他一副看透了表情拿牌指着徐子丞和游涣:“我这月可没闲钱,是不是你两又济贫了?”
第6章 “那我的人生价值还怎么实……
卡座里正品尝着水果酒的某公主投向邵络景的目光颇有一种“小气鬼见识短”的意思,她撇撇嘴:“你听好了,这是周嘉树送我的回国见面礼。”
周嘉树散漫的坐在桌子旁剩下的那一个空位上,长腿一伸,承认的干脆:“我送的,想在大小姐身上找找人生价值。”
“什么!”邵络景才不管什么三七二十一,叫嚣着不公,“靠,周嘉树,你给赵思沅送见面礼你都不给我们送,你什么意思啊,偏心,你们说是不是?”
他还想拉徐子丞和游涣下水,谁知两人谁都不参与,出奇的一致:“给赵思沅买礼物不是很正常?为什么要给你买礼物?”
“你,你们!”邵络景指着自己,又去找周嘉树,“周嘉树,你就是偏心,你为什么不给我买见面礼?”
周嘉树修长的手指娴熟的洗着牌,纸牌从他指尖滑过又聚集,动作流畅又利落:“为什么要给你买?”
“你是最小的?”
邵络景:“当然不是,我还算赵思沅她哥呢!”
“那你是祖宗?”
邵络景:“当然不是,祖宗不就那一位难伺候的公主吗!”
“所以?”周嘉树后面的话没说,不过那看白痴的眼神明显透露着“所以你还有什么意见?”
被这么两句话一带,邵络景就熄火了,对上卡座里公主那得意的小眼神鄙夷道:“反正你也是最小的,我这个哥哥不跟你计较。”
被人夸了耳环,赵思沅现在心情还算不错,微笑着反击:“哦,跟我计较你又能怎么计较?”
邵络景:“……”
小人得道,天理难容!
四个男人中最小的就是邵络景了,游涣是几人中最大的,今年二十七,徐子丞和周嘉树则又小了一岁,邵络景和赵思沅今年同岁,都是二十五,但赵思沅的月份更小。
“你们,你这是年龄歧视!”邵络景哼了一声,“游涣我就不说,但你们两就比我大一岁,我不服!”
徐子丞点点头,指着他面前的一堆筹码:“不服啊,那行啊,赢了我们两任何一个,你以后老大,输了,筹码的十倍。”
被这么一激,邵络景自然往坑里跳的十分自然:“行啊,来,发牌。
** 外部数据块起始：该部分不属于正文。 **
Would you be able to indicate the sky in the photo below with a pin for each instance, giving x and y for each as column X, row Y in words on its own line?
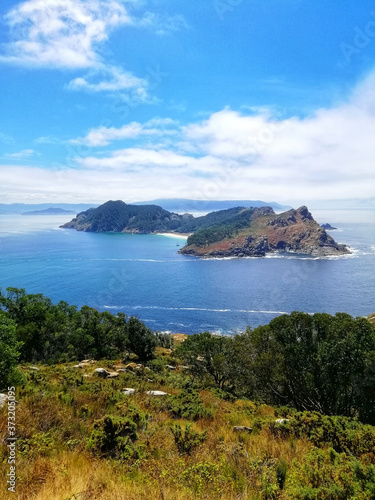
column 213, row 99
”
观看了全程的赵思沅就差把“二货”两字直接贴在这人脑门上了,也不看看自己的智商,还想赢徐子丞和周嘉树,梦里赢的吧。
牌局的最后自然不用多说,游涣作为裁判,亲自给数筹码:“五万,十倍也就是五十万!”
“五十万!”这话不是来自输了牌的邵络景,而是被钱吸引的赵思沅,“五十万,邵络景,你才是败家吧。”
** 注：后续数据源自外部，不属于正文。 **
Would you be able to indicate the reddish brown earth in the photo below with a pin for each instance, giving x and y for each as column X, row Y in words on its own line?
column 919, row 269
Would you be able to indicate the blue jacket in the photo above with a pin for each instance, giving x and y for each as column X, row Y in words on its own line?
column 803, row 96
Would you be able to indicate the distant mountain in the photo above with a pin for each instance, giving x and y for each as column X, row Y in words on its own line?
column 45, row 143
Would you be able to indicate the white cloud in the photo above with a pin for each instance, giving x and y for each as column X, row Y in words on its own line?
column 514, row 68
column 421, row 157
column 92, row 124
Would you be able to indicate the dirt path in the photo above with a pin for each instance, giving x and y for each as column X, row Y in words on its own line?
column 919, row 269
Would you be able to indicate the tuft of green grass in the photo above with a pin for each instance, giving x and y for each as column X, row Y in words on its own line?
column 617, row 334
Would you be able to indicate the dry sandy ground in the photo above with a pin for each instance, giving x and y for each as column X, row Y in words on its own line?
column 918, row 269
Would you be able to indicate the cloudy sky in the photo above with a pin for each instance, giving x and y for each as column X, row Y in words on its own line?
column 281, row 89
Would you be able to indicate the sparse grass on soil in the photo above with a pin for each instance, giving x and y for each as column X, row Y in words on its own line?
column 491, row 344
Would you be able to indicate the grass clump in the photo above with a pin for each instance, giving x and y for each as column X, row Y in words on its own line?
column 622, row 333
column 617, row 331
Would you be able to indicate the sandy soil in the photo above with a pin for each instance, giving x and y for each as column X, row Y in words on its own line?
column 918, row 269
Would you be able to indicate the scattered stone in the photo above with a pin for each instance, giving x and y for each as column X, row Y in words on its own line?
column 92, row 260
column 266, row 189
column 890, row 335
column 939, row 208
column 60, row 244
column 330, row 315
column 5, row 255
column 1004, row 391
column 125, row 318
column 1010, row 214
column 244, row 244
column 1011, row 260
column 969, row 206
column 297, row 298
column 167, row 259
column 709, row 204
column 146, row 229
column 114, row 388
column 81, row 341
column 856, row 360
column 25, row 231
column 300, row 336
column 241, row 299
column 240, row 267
“唉,我这杯酒还不如你这场牌,小老弟,你就不能懂事点,少让我和你络羽姐操点心,现在挣钱很费神的。”
邵络景:“……”
如果这里是十八层,他一定会把赵思沅这祖宗丢下去。
赵思沅冒着金光的大眼睛滴溜溜的直转:“我想知道,你们这五十万怎么分配啊?”
那期待又渴望的语气简直真诚的不能再真诚了。
“嗯,”作为裁判的游涣状似认真的思考了下,“顺驴下坡”道:“既然周嘉树都给你见面礼了,我们也不能比下去,邵络景,我的那份就转给赵思沅吧。”
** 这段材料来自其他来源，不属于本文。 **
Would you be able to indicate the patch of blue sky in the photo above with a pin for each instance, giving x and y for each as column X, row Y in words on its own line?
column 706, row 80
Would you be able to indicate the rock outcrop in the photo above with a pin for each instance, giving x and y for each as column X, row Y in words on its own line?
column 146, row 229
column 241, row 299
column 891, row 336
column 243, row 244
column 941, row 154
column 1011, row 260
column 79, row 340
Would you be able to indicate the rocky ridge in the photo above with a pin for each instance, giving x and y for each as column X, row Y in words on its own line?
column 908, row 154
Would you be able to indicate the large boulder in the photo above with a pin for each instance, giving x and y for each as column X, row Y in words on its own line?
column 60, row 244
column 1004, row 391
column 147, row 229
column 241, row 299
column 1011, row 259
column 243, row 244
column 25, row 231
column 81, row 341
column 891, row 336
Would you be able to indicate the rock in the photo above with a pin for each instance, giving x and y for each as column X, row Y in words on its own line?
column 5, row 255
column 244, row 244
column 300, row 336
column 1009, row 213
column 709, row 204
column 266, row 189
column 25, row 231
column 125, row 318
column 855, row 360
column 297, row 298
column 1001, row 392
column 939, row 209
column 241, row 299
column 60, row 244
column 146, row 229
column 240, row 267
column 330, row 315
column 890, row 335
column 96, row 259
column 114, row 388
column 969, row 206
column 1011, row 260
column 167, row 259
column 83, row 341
扑克牌在桌上被邵络景搅得乱七八糟,周嘉树敲了敲桌子:“我那份也转过去吧。”
徐子丞也同意:“行,这五十万你就全转赵思沅吧,也算是你有这份孝心了。”
赵姐头点的跟小鸡啄米似的飞快。
这三个才是真真切切的大哥啊。
“你们,你们一个两个三个,今天都是着了魔吗?怎么都站她那边!”
大概意识到现在的局面,邵络景趴在桌子上一边一个:“子丞哥,嘉树哥,二位哥,二位大哥,这钱容我缓两天?”
“怎么,不想给了?”周嘉树一眼看穿,他从桌角把那人烟盒和打火机捞过来,抽出一根咬在嘴角,斜着眼问,“邵络景,说好的五十万,你一个大男人不想认账?”
他点燃嘴上的烟:“刚才答应的可是干脆利落。”
这都上升到男人的问题了,一句话,邵络景已经老老实实的拿起手机转账了,坐在角落里愤愤的吸着鼻子:
“这五十万一转,老子这个月才是真完了,邵寒烟生日聚会还喊我去呢,现在估计连礼物都买不起了。”
话音一落,一静一响。
响的是赵思沅手机收到转账的提示音,静的是包厢内突然转变的氛围。
刚才的好心情不复存在,赵思沅这下是真的生气了,冷着脸打开手机:“钱我退回去了,你买礼物吧。”
“我……”
“今天一天别跟我说话。”
“啪”的一声,手机被毫不怜惜的摔在桌子上,赵思沅唇一抿,声音透着几分少见的凌厉。
那气压,甚至比空调的制冷效果还好。
她本就是美中泛着冷的长相,此刻秀眉一拧,红唇绷的紧紧的,双目微沉,被刻意压制的面色隐隐透着愠气。
四人心里同时“咯噔”一下,他们今天怕是真的把公主惹毛了。
此刻恨不得把自己舌头割下来的邵络景向其他三人求救,无声的说着:“怎么办啊?”
刚点燃的烟此刻也没什么兴致了,周嘉树把烟按灭,注意力全放在赵思沅身上。
她低着头,露出来的半边脸颊透着些许苍白,放在桌子上的手指微微蜷起,指甲上原本温柔的果冻色在灯光的照射下透着几分锋利。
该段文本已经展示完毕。